Jackson has largely maintained his innocence, but parole board asks for remorse, admission of guilt
Jackson has for the most part maintained his innocence. But at his previous parole hearing, which The Lens recently obtained audio of, he expressed remorse for the crime, which he said he committed.
“I would like to offer my sincerest apologies to everyone,” Jackson said, “I mean, everyone that was victimized by my crime, and my criminal behavior. It’s not that I’m a bad person. I just forgot who I was. I took my eyes off the Lord. I took my eyes off the upbringing. And I just went down the wrong road.”
“What do you think contributed to you decide on this particular day that you needed to rob?” a member of the board asked him.
“That particular day I was young,” Jackson said. “When I was arrested for this crime, that I committed, I was a much different person than I am today. And it was just being around the wrong people and making the wrong decisions.”
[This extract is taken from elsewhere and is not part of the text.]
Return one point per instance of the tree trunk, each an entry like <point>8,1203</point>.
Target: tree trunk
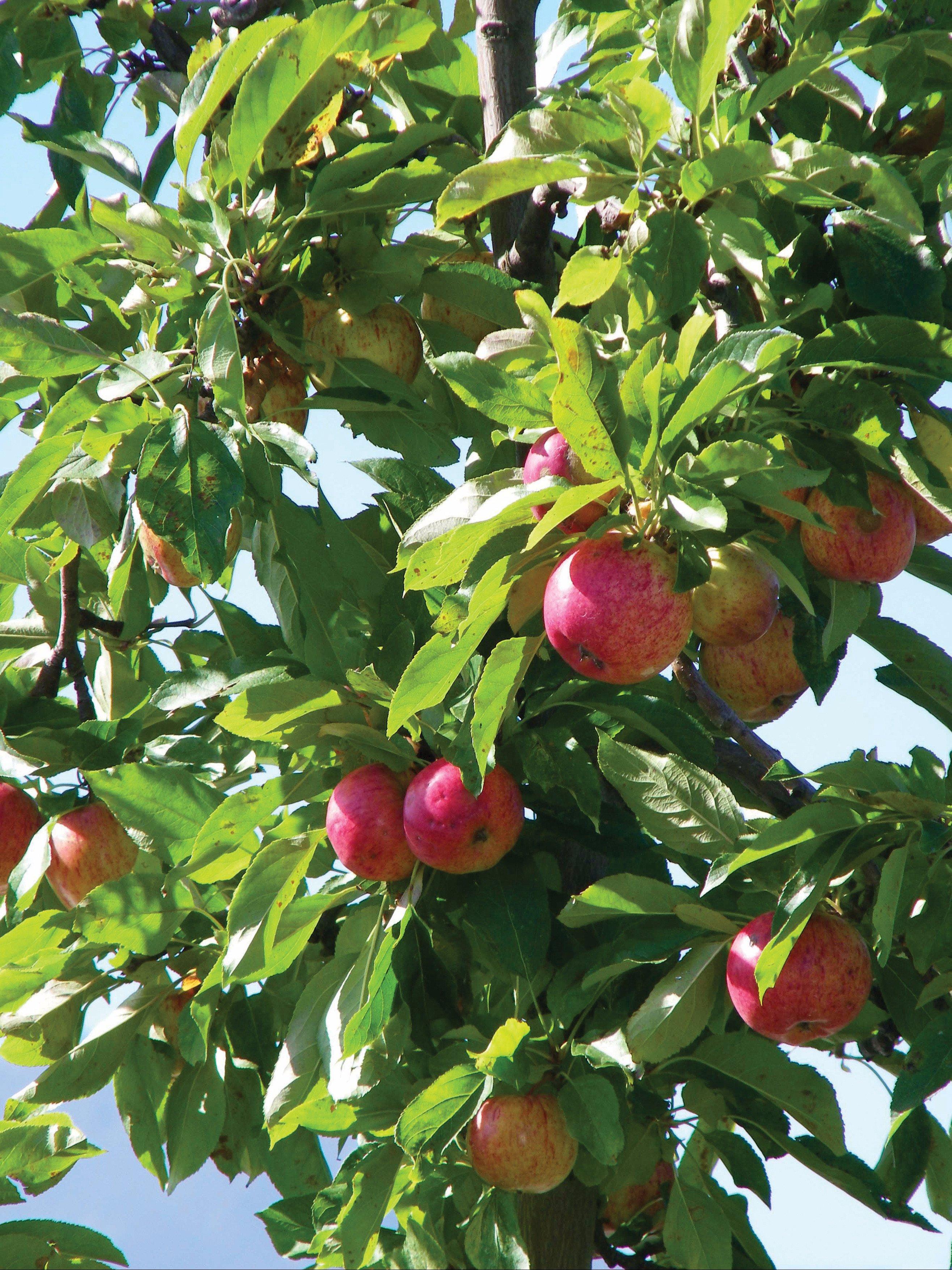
<point>505,55</point>
<point>559,1227</point>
Jackson has admitted to dealing drugs around the time when he was arrested for the robbery. He turned himself in to police a week after the robbery when he heard he was a suspect, and told them he “was a drug dealer, not a robber,” according to a police report from the time.
Claude-Michael Comeau, an attorney with the Promise of Justice Initiative who is representing Jackson, said that the admission was only a response to the “unfair rules” of parole hearings. Parole board members typically require prisoners to express remorse and acknowledge guilt to have a shot at being granted freedom.
“The Louisiana parole system assumes that all convictions are correct, and people are required to admit guilt if they want to be granted parole,” Comeau said. “This system does not account for innocent people, and certainly does not account for Louisiana’s use of non-unanimous jury convictions. Brandon had to work within the unfair rules of this system as best he could. He earnestly admitted to mistakes in his youth, and made these comments about the crime at issue as a man fighting to get home to his ailing mother.”
Jackson’s mother, Mollie People’s, is 74 years old.
The one board member who voted against Jackson’s release last year, Jim Wise, said that he was voting to deny parole due to “strong” law enforcement opposition and the fact that Jackson had a relatively recent disciplinary report.
“At this time, I think you’re on the right track. Just don’t have any more write ups and keep working hard,” Wise said.
The other two members, however, said they were impressed by Jackson’s accomplishments in prison and positive comments from the warden at David Wade Correctional, where Jackson is being held. One noted that Applebee’s was unopposed to his early release.
According to parole board policy, certain people in prison are able to be granted parole on a majority, rather than unanimous, vote of a three-person panel if they meet various conditions — such as having participated in certain educational programming, a low-risk assessment, and no serious disciplinary infractions in the previous twelve months.
This story has been updated with additional information about the upcoming hearing from Francis Abbott, executive director of the Louisiana Board of Pardons and Committee on Parole.